This is a book of two distinctly different halves. The first is a series of extended responses to the short daily journal entries made by the author's father. The second section is a series of deeply personal reflections from the author in the year or so that follows his father's death.
The first section goes a very long way to shattering the romantic myth of self sufficient crofting farming methods. No matter how wonderful the landscape of western Scotland can seem to tourists and visitors, dragging a living from the unresponsive soil was no holiday. The volume of shear hard physical work needed simply to stay just (and often only just) ahead of the poverty line is remarkable. The fact that the authors father continued to work this way well into old age is even more remarkable. When you sit by a warm fire you should be grateful that you have not had to cut the peat it burns from a distant bog, as this family had to do.

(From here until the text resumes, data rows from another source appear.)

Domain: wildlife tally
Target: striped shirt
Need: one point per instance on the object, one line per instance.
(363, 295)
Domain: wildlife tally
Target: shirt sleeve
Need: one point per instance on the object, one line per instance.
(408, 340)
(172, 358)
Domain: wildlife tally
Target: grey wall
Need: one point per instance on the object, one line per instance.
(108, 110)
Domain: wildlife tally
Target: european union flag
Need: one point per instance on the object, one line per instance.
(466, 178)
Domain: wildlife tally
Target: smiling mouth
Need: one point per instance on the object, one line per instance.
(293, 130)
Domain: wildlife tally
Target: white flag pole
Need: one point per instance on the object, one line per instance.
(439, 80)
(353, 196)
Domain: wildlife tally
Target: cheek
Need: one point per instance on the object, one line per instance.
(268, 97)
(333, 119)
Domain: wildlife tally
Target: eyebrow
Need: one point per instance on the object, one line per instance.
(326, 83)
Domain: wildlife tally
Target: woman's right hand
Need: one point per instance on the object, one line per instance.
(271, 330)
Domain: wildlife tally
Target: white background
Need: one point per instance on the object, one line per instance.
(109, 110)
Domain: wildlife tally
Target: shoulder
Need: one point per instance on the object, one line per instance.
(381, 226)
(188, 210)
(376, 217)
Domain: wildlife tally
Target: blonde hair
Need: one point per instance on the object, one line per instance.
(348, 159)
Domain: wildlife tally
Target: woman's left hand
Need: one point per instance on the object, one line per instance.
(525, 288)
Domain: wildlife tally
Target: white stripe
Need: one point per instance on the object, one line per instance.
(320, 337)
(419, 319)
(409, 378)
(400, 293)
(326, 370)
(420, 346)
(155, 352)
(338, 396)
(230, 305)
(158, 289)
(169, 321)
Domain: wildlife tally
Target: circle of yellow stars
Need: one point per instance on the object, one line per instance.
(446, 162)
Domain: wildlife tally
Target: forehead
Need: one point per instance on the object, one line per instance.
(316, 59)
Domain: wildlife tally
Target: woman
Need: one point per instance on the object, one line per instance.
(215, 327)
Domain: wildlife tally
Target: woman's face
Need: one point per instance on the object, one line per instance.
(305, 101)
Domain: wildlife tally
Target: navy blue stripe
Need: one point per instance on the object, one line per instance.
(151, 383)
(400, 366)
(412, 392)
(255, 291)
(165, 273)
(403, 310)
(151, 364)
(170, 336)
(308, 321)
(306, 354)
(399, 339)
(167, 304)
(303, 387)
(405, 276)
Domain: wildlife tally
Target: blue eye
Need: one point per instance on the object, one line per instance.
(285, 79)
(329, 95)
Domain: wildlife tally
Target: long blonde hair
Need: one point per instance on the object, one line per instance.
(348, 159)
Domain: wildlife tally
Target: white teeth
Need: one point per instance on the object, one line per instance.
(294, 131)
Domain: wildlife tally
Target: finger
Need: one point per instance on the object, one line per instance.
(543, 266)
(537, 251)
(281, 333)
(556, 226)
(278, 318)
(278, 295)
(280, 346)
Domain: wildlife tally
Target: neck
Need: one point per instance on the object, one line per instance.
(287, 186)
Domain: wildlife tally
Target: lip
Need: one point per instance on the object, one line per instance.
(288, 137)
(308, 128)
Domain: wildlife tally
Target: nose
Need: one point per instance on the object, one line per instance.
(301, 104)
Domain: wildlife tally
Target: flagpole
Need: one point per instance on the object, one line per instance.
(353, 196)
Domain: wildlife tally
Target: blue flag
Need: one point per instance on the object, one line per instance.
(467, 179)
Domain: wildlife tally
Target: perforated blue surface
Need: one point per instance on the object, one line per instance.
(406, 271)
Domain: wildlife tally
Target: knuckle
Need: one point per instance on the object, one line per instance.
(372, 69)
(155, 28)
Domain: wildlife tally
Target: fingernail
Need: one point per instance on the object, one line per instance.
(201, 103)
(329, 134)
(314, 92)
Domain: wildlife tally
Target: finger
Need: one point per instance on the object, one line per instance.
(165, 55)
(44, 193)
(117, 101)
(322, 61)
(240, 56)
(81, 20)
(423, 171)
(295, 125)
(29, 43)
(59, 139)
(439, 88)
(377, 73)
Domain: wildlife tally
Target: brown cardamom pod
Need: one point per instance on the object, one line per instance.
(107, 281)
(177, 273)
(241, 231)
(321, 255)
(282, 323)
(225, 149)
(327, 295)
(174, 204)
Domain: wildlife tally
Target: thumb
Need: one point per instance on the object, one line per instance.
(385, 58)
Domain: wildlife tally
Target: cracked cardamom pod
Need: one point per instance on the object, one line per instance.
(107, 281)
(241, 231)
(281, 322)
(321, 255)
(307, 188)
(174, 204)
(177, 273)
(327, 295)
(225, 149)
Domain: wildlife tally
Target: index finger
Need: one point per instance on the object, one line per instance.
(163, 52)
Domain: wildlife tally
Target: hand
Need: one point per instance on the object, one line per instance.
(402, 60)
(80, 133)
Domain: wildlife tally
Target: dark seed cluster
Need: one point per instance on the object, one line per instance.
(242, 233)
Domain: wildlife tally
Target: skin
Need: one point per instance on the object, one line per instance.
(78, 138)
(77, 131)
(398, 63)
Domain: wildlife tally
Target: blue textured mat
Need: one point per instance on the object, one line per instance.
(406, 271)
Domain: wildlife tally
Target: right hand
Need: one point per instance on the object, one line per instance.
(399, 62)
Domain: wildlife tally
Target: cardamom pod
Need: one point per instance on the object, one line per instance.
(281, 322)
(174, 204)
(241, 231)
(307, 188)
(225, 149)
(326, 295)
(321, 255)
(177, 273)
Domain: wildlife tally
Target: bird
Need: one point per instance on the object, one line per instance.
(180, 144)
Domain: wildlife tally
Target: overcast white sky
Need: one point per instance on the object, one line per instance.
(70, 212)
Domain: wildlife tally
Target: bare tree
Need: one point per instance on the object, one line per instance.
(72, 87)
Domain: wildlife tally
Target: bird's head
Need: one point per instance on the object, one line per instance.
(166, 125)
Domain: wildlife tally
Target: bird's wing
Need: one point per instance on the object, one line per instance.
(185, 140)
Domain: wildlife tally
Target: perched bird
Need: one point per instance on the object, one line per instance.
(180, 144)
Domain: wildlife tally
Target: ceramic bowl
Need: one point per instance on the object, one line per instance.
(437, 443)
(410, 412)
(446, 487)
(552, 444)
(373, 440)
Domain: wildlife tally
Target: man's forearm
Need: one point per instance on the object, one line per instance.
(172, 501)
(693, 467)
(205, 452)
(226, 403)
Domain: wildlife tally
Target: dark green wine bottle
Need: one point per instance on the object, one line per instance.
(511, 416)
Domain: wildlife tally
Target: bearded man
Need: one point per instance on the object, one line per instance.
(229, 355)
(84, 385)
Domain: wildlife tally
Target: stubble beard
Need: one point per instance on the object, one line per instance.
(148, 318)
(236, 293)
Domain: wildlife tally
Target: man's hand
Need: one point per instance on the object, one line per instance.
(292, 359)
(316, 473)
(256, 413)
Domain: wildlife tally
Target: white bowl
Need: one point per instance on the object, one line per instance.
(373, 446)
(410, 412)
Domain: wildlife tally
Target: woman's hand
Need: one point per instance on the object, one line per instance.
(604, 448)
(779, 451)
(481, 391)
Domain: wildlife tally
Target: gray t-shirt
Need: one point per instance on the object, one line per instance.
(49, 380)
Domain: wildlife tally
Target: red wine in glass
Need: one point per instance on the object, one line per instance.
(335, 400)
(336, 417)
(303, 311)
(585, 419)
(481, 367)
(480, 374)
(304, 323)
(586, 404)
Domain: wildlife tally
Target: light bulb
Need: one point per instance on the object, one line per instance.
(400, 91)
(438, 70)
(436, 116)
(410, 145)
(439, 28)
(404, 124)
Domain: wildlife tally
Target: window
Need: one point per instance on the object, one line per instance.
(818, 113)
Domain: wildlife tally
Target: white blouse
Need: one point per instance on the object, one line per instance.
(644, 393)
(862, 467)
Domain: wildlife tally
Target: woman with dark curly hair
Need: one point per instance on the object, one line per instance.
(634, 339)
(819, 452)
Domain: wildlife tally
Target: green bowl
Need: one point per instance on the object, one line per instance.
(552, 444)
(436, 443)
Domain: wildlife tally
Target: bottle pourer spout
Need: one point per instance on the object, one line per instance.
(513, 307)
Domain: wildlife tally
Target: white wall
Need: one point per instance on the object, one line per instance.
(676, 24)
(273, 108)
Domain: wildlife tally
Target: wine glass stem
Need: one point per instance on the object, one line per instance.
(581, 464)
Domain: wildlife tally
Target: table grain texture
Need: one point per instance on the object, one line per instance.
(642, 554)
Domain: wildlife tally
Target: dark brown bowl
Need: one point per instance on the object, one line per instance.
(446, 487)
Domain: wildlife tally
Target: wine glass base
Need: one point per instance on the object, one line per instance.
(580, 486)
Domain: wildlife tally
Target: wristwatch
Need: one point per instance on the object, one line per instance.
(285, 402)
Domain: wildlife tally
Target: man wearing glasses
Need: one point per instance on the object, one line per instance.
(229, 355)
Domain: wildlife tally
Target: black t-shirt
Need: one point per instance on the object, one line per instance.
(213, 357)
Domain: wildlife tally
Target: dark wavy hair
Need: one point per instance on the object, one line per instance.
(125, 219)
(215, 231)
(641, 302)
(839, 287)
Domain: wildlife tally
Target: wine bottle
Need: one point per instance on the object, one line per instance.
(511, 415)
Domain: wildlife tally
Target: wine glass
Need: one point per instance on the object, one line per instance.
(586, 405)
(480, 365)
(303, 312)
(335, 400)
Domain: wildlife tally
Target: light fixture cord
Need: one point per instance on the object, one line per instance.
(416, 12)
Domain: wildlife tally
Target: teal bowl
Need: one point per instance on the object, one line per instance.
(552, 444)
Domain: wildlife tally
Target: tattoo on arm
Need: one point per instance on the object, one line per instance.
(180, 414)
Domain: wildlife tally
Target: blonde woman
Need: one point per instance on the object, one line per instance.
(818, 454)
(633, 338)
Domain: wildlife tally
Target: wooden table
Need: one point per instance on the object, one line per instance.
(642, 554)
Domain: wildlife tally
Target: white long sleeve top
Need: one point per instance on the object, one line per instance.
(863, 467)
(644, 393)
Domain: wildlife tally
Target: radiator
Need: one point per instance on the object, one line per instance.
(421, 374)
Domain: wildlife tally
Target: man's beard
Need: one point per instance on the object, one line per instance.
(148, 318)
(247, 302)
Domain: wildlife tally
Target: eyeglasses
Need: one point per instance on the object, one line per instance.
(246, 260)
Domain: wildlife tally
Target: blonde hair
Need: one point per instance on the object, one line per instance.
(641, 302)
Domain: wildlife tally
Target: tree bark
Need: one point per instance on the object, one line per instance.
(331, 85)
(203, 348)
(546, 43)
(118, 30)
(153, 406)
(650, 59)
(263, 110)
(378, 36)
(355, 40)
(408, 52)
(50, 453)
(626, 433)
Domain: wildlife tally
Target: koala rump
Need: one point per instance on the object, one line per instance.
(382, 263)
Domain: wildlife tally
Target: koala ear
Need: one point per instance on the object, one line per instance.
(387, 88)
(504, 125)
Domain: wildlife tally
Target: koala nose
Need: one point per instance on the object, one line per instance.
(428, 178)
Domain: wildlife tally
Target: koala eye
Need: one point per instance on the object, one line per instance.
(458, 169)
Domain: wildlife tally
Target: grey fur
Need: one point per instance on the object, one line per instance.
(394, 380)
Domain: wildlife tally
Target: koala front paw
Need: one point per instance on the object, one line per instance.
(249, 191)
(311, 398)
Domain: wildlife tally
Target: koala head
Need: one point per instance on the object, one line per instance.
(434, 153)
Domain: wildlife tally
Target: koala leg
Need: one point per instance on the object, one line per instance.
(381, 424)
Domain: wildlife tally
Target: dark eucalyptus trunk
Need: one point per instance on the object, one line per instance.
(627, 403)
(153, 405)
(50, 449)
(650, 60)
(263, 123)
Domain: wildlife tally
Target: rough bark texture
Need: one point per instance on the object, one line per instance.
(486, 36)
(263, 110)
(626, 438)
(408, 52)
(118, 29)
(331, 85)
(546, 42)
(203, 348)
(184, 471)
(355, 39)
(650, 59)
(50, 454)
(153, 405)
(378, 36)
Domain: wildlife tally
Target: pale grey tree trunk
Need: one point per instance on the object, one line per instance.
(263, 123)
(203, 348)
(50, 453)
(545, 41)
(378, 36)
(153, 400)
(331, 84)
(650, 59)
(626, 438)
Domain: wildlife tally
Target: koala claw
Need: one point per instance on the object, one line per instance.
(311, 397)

With the exception of a few parts, two relationships are key to understanding this section of the book: the relationship between a man and his son, and the relationship between a man (the father) and his land. It is clear that they are both shaped by each other. Crofting is said to be "no exercise for fools. Or perhaps no exercise for wise men", which seems to sum up the conflict between the reality of the existence and the passion of this last crofter.
The second section of the book moves into darker territory. The death of both parents leaves a huge gap in the authors life and he moves back to his village of Sanna. If the first section of the book is about the battle of extracting a physical living from the land, this second section is about the battle for understanding, about gaining a spiritual life (but not the in a hide bound church sense of the word). Maclean is connected to the land, but he knows he has to leave. After a year he does this, moving to a small Scottish town. Although his views of some of the aspects of town life are understandable they do seem to lack compassion. How powerful are local councils? Can they really address the long term economic issues that have ripped the heart out of many areas? If they can only attend to local issues is it really just to call them a "cancer patient peering into his mirror for blackheads"? This section is ripe with anger, loss and frustration. While lapses into vitriol are understandable under these circumstances, this book is also not without humour.
Just as his father battled against the loss of his land, so does the author. The father died still fighting, the author has moved away to survive and keep fighting. He admits that one day he will return, but he will know nothing of it.
This is a stunning book, and a worthy antidote to some of the more rose tinted accounts of life on the land. Very highly recommended.